Kubernetes Reference Architectures for AMD AI Infrastructure#

This repository provides production-ready reference architectures for deploying and operating AMD AI infrastructure at scale on Kubernetes. Covering AMD Instinct™ GPUs, AMD Pensando AINCIs, and AMD EPYC™ processors, these guides help organizations build, validate, and operate high-performance AI/ML datacenters from the ground up.

Why These Reference Architectures?#

Deploying enterprise AI infrastructure involves more than just installing hardware. Organizations face challenges across the entire lifecycle:

  • Hardware Intake: How do you validate hundreds of GPU servers before production use?

  • Platform Foundation: How do you build a Kubernetes platform optimized for AMD hardware?

  • Day-2 Operations: How do you monitor, remediate, and scale GPU/NIC infrastructure?

  • Workload Optimization: How do you maximize performance for distributed AI training?

These reference architectures provide tested, reproducible solutions using AMD’s Kubernetes-native tools:

Tool

Purpose

AMD GPU Operator

GPU driver lifecycle, device plugin, health monitoring

AMD Network Operator

AINIC driver lifecycle, Multus CNI, RDMA networking

Device Metrics Exporter

Prometheus metrics for GPU and NIC telemetry

AGFHC

AMD GPU Field Health Check - enterprise burn-in testing

CVS (Cluster Validation Suite)

Multi-node cluster validation - RCCL, IB perf, distributed training

Reference Architecture Journey#

The architectures are organized as a progressive journey from hardware intake to production AI workloads:

Phase 1: Hardware Foundation#

Reference

Description

Status

GPU Server Intake & Validation

Kubernetes-based workflow for receiving, validating, and releasing GPU servers to production

🚧 In Progress

Bare Metal Provisioning with MAAS

Automate GPU node provisioning with MAAS + Cluster API

🚧 Upcoming

The GPU Server Intake & Validation reference architecture covers the Kubernetes-based validation workflow:

  • Part 1: Validation Cluster Setup - GPU/Network operators deployment, health check gates, burn-in testing

  • Part 2: Release Decision - AGFHC test results, pass/fail handling, node relabeling

  • Part 3: Production Handoff - Cluster migration, continuous monitoring, auto-remediation

Note: Physical intake (rack, cable, power) and OS provisioning are assumed to be handled by existing customer processes. A future MAAS-based provisioning reference is planned separately.

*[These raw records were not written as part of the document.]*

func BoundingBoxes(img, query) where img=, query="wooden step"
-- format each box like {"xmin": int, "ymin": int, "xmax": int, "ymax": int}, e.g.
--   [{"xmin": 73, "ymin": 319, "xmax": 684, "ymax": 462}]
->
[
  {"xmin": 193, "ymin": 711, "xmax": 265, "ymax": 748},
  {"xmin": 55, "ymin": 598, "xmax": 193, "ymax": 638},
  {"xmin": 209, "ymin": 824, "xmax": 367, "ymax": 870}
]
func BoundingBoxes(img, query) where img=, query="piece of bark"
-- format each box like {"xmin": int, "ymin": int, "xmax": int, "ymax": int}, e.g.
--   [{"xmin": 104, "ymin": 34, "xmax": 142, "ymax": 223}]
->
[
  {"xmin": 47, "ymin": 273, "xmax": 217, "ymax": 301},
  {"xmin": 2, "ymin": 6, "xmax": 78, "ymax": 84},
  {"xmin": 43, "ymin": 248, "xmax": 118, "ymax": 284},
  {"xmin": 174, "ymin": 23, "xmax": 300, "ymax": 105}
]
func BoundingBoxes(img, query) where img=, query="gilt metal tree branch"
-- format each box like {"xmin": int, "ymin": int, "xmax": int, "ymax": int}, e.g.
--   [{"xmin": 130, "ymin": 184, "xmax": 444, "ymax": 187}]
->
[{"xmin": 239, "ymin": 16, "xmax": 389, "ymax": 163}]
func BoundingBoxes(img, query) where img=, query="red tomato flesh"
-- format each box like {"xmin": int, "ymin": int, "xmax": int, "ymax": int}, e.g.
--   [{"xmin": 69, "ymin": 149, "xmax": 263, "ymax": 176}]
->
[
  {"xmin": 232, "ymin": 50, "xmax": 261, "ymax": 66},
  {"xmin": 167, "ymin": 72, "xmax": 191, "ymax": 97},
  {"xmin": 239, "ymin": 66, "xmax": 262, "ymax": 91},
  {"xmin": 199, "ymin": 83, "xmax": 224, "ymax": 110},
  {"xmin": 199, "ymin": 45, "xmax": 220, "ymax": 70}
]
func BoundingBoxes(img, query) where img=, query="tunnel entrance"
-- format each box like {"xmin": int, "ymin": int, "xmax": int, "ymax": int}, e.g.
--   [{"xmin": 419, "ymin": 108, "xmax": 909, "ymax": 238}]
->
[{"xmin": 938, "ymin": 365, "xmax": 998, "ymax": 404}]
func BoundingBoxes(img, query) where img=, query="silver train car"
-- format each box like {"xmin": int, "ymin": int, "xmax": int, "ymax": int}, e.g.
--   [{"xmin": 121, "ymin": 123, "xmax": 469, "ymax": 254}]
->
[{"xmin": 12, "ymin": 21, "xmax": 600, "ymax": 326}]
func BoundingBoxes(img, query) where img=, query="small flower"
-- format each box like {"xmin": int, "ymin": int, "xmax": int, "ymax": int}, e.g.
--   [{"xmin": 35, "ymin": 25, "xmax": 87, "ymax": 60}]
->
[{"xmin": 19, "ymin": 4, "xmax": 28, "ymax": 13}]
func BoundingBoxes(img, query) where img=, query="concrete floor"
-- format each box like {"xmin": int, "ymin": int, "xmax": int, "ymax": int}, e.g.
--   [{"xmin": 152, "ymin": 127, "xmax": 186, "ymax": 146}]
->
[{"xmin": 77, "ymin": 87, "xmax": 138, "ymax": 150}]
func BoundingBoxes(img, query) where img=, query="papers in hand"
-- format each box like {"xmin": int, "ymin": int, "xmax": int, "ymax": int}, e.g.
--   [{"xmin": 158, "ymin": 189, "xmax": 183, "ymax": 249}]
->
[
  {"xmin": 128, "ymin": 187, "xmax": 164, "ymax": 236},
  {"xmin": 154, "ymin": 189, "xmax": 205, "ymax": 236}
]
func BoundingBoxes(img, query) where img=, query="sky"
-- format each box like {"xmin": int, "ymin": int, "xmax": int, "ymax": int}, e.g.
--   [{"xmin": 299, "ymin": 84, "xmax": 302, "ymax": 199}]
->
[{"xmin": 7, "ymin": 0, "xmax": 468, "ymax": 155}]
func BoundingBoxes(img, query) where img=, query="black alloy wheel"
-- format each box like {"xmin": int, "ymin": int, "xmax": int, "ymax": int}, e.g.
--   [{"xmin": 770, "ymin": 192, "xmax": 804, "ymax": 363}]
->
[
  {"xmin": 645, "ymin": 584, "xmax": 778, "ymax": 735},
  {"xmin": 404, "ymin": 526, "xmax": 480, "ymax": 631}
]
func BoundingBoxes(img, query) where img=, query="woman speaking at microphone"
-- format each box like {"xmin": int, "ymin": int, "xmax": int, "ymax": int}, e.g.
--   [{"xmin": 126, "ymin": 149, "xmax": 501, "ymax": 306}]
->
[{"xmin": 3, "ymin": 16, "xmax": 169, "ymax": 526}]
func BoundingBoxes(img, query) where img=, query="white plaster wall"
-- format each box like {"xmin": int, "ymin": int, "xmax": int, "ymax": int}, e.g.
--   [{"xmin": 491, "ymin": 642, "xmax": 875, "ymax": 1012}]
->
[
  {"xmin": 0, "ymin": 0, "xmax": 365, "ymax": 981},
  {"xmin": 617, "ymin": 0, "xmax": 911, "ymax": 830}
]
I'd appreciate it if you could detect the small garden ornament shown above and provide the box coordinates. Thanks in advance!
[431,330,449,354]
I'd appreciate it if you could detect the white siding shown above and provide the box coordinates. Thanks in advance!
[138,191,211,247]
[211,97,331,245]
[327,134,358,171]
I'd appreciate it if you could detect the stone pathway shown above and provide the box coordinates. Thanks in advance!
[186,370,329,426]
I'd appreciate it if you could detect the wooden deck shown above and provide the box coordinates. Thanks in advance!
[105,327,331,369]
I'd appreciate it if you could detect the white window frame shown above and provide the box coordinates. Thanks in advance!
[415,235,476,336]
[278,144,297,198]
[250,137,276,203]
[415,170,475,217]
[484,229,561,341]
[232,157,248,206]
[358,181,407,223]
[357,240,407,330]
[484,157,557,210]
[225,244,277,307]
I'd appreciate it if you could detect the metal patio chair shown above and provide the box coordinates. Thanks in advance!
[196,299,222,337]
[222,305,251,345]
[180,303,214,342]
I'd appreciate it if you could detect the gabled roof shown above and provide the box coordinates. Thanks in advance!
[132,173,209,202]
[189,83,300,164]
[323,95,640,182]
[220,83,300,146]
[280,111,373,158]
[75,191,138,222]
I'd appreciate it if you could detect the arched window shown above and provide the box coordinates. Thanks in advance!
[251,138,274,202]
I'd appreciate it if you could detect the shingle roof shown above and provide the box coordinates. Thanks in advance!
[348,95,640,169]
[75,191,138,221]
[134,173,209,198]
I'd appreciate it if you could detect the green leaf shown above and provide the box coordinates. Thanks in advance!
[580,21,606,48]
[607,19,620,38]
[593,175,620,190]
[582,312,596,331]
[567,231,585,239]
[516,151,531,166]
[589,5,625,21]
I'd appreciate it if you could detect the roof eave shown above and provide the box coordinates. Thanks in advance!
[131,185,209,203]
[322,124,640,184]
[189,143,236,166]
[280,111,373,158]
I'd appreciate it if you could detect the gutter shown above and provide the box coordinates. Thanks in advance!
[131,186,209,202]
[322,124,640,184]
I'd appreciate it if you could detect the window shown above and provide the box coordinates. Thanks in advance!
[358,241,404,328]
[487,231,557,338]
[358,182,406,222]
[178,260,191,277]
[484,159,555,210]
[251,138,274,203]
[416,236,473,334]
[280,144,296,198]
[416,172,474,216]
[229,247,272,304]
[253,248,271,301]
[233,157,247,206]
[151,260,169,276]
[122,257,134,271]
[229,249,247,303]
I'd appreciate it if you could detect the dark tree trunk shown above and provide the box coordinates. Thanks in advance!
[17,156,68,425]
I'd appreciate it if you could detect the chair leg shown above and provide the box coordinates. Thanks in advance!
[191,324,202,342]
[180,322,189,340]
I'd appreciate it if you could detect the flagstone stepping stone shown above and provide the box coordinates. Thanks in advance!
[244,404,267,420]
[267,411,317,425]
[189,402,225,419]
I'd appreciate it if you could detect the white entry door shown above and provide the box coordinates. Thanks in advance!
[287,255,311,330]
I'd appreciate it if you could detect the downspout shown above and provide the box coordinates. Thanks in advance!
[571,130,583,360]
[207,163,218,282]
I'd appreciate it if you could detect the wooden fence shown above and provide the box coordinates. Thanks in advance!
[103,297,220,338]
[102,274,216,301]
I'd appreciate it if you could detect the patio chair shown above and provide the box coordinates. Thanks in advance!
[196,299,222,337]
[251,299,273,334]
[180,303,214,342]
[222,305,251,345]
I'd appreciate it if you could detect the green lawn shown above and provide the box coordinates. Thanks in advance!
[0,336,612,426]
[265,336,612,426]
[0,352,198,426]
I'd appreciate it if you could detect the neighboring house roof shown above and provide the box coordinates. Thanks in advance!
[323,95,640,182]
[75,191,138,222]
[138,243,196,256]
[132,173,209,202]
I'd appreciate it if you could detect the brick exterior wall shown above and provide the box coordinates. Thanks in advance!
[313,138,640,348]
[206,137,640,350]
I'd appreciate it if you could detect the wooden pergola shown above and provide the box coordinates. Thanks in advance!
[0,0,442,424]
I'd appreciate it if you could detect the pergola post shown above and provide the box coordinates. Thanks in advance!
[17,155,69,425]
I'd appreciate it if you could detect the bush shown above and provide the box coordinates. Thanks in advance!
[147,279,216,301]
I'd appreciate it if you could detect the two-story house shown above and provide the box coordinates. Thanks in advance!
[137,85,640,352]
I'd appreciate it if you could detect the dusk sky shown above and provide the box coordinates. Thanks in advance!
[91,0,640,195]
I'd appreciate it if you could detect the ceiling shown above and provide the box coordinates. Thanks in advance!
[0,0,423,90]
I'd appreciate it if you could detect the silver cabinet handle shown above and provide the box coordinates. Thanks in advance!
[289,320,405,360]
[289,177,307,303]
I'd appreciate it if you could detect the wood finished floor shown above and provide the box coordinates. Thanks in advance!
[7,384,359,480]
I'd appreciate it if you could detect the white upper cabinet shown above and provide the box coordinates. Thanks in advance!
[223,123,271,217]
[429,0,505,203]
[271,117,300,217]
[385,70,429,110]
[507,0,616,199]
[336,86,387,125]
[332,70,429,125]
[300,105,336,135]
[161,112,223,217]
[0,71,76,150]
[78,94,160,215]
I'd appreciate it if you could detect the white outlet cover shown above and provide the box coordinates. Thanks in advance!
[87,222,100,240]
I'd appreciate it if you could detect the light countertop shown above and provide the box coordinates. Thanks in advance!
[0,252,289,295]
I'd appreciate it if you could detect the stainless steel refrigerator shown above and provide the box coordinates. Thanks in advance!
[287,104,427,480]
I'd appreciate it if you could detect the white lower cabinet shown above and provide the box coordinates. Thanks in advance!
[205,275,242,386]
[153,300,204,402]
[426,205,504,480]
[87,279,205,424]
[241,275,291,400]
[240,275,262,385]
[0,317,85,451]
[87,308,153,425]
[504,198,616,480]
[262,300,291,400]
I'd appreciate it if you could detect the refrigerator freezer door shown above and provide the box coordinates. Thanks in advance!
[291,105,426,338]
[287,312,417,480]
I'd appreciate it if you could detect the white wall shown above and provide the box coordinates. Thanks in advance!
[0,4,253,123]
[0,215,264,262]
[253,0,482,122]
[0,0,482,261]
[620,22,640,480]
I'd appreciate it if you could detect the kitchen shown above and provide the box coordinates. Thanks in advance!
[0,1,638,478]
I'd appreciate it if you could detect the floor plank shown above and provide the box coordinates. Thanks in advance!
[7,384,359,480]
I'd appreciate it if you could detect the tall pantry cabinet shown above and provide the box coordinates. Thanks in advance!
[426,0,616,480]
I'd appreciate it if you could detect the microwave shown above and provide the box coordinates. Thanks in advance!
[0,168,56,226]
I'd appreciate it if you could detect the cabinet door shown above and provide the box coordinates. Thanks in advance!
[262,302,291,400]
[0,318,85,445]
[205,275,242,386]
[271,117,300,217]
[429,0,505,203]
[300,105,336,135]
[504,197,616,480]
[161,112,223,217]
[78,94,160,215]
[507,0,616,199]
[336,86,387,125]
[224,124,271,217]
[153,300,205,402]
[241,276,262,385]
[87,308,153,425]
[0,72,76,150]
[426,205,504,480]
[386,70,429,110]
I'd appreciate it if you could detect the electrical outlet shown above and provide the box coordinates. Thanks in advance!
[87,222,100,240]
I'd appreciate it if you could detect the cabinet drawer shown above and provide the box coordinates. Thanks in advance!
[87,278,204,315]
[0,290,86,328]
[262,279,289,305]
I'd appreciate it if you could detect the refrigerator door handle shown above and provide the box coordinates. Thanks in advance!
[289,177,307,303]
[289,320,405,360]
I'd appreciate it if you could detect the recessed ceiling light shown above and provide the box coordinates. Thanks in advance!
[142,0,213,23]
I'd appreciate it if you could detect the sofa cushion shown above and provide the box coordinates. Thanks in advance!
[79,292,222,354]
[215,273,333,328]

Phase 2: GPU Lifecycle Management#

Reference

Description

Status

Day-2 GPU Lifecycle Management

Continuous health checks in production clusters using CVS workflows

🚧 Upcoming

GPU Auto-Remediation with Argo Workflows

Automated detection, isolation, and recovery of unhealthy GPUs

🚧 Upcoming

Phase 3: Network Infrastructure#

Reference

Description

Status

AMD GPU + AINIC Co-deployment

Deploy GPU and Network operators together for high-performance AI training

🚧 Upcoming

RDMA Networking for Distributed Training

Configure Multus, SR-IOV, and RDMA for GPU-to-GPU communication

🚧 Upcoming

Phase 4: AI/ML Workloads#

Reference

Description

Status

RCCL Testing Reference Architecture

Validate collective communication performance across GPU clusters

🚧 Upcoming

Distributed PyTorch Training with RDMA

End-to-end distributed training with optimized networking

🚧 Upcoming

MLOps Pipeline with Network-Optimized Training

Production ML pipelines leveraging AMD hardware acceleration

🚧 Upcoming

Target Audience#

  • Infrastructure Engineers: Building GPU-accelerated Kubernetes platforms

  • Platform Engineers: Operating and scaling AI/ML infrastructure

  • Site Reliability Engineers: Ensuring availability and performance of GPU clusters

  • DevOps Teams: Automating hardware lifecycle and workload deployment

  • Data Center Operators: Qualifying and onboarding AMD hardware at scale

Common Prerequisites#

Before using these reference architectures, ensure your environment meets these requirements:

Requirement

Specification

Kubernetes

v1.29+

Operating System

Ubuntu 22.04 LTS or Ubuntu 24.04 LTS

Container Runtime

containerd with GPU support

GPU Hardware

AMD Instinct™ MI300X, MI325X, MI350X, or MI355X

NIC Hardware

AMD Pensando Pollara AINIC (for network architectures)

Tools

Helm v3.2+, kubectl, ROCm 6.0+